Thursday, July 14, 2011

Doctor and Patient: When Hospital Overcrowding Becomes Personal - NYTimes.com

Early in my residency, I realized that like Pavlov's Russian dogs of yore, the other surgeons-in-training and I had developed a conditioned response to our electronic pagers. Our blood would rush and our breath disappear at the sight of one five-digit extension on our beeper's screen.

The emergency room was calling.

It wasn't that we disliked the E.R. Some of our most memorable training experiences occurred there. It was just the sheer crowding of that area of the hospital that made our stomachs drop.

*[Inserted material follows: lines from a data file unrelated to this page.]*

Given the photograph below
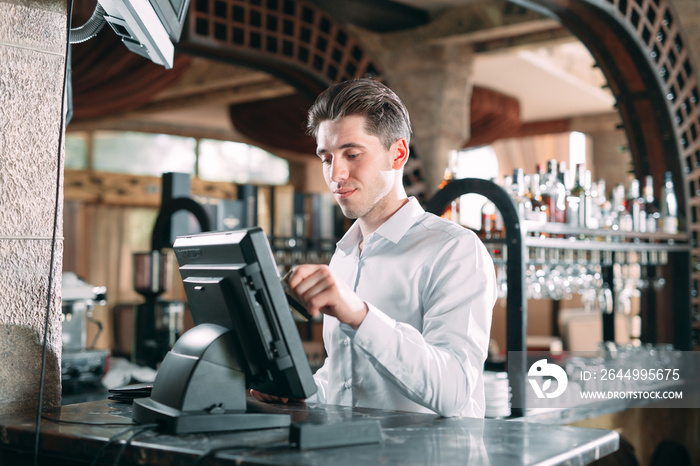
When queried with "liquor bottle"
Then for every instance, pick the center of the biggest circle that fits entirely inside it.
(652, 212)
(635, 205)
(563, 188)
(499, 228)
(576, 200)
(522, 202)
(538, 209)
(587, 218)
(597, 202)
(622, 218)
(488, 220)
(669, 206)
(452, 212)
(554, 195)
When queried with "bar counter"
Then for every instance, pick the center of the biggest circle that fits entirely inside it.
(407, 438)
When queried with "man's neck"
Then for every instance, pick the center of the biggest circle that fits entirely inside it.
(371, 223)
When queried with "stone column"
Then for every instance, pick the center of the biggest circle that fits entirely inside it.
(32, 51)
(433, 81)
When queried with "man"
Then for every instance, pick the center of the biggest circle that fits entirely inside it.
(407, 297)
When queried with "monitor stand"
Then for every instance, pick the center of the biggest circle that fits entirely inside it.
(200, 388)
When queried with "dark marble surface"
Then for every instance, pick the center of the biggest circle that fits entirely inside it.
(408, 438)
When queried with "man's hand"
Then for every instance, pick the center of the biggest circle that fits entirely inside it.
(319, 289)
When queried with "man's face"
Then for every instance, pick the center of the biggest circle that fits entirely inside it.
(356, 167)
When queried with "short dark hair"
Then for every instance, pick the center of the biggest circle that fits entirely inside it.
(385, 114)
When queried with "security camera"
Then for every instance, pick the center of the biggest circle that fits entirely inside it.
(140, 28)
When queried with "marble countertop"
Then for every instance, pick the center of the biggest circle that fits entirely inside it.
(81, 431)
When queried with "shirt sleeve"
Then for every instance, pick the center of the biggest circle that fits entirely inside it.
(321, 380)
(439, 366)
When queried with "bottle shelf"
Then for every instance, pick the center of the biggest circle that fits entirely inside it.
(597, 245)
(529, 226)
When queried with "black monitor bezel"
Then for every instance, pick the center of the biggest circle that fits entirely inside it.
(279, 366)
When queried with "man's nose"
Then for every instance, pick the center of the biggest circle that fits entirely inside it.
(339, 170)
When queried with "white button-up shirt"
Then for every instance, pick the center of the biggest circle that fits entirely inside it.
(430, 288)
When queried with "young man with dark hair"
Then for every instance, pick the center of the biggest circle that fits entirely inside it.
(407, 297)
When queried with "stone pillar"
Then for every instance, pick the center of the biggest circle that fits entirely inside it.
(433, 81)
(32, 51)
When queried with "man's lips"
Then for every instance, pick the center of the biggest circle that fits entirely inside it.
(343, 193)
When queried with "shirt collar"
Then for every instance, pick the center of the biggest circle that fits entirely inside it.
(393, 229)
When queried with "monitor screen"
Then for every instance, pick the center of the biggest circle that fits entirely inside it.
(244, 337)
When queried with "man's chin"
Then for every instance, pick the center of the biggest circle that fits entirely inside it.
(350, 213)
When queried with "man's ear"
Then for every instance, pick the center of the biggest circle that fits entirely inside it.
(400, 154)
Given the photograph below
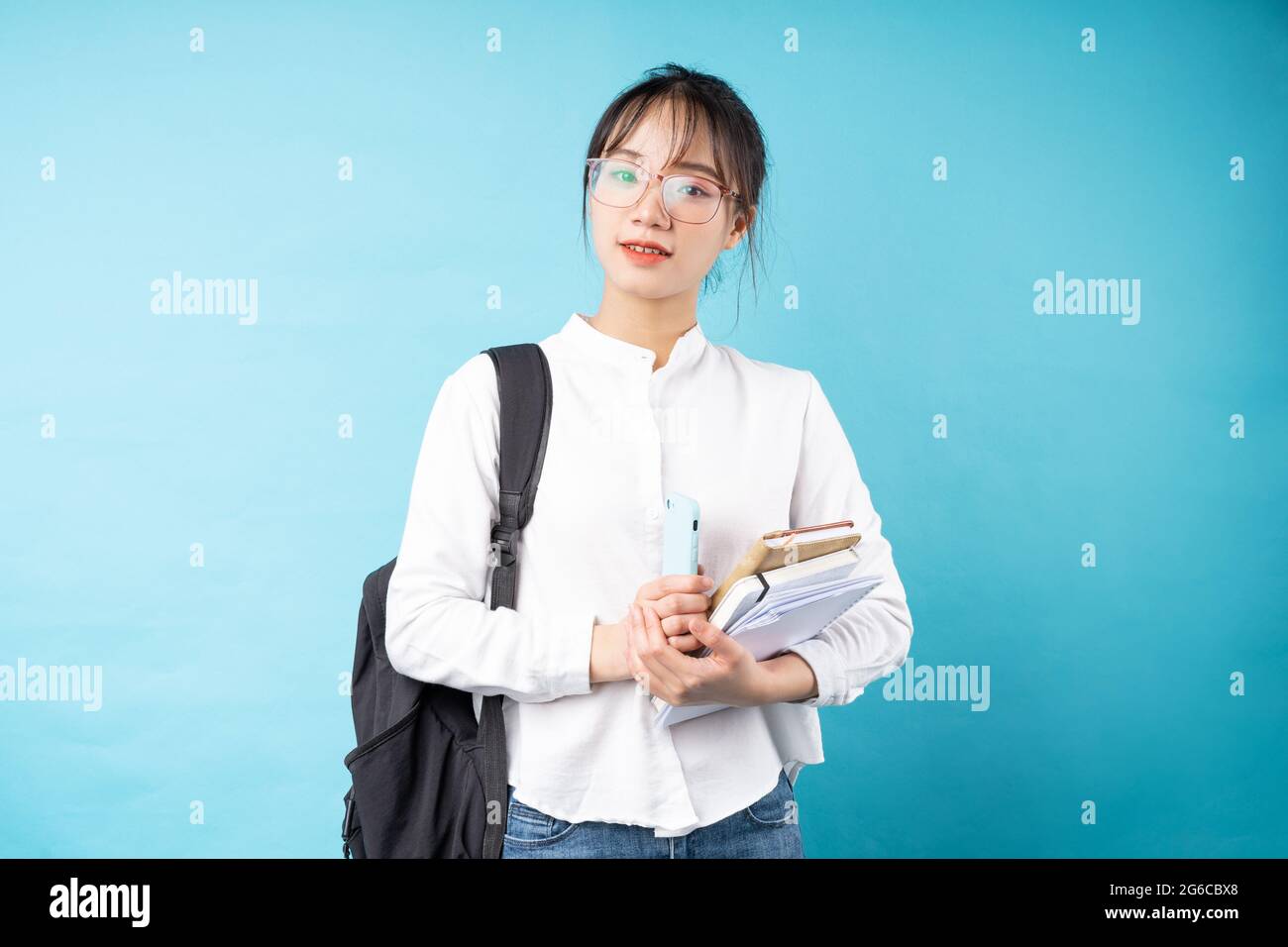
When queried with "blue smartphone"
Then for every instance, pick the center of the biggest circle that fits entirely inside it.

Day and night, the hallways of the E.R. were lined with gurneys, sometimes parked two rows deep. Patients were forced to wait, or "board," on those flimsy narrow stretchers until a bed became free at the "Inn," as the E.R. staff referred to the rest of hospital.

Stuck for hours and sometimes entire days, these patients were surrounded by the groans, cries and hacking coughs of others who waited with them. Doctors and nurses did what they could, pinning curtains around two stretchers to create makeshift semiprivate rooms and dimming the lights to bring some sense of calm to the chaos. But there were always more new patients, and the "boarders" would be left to continue their wait, calling out to whoever approached to ask for water, a bedpan or an extra blanket to keep warm in the chilly corridors.

None of my colleagues were surprised when we heard one day that a patient had died in those halls waiting for a bed. "I'm not sure there's much more we can do about this overcrowding," an E.R. nurse later confided to me. "It's not like we can turn people away; that's against the law."

Since 1986, when Congress passed a bill that made emergency care a legal right, emergency rooms have served as the safety net of the American health care system. But providing such care has become increasingly difficult in recent years. More and more hospitals are being forced to close their emergency departments, a major source of lost revenue, even as the demand for them continues to rise.

Once seen primarily as a problem of urban medical centers that affected only the poor and medically underserved, emergency room closings and overcrowding are increasingly viewed in a different light. More and more experts now believe that the current crisis in emergency care is a canary in the health care coal mine, a warning of more vexing challenges ahead for medicine in general.

And those challenges have the potential to affect every single one of us personally, patient and doctor.

The far-reaching implications were made painfully clear last month in The New England Journal of Medicine. In an eloquent and moving essay, Dr. John Maa, an assistant professor of surgery at the University of California, San Francisco, and a national leader in improving emergency care, describes the all-too-familiar story of a 69-year-old woman who is admitted to the E.R. for a procedure to correct an irregular heartbeat. Her operation is delayed because she has to board for a full day while waiting for a real bed. During the delay, she suffers a major stroke and dies.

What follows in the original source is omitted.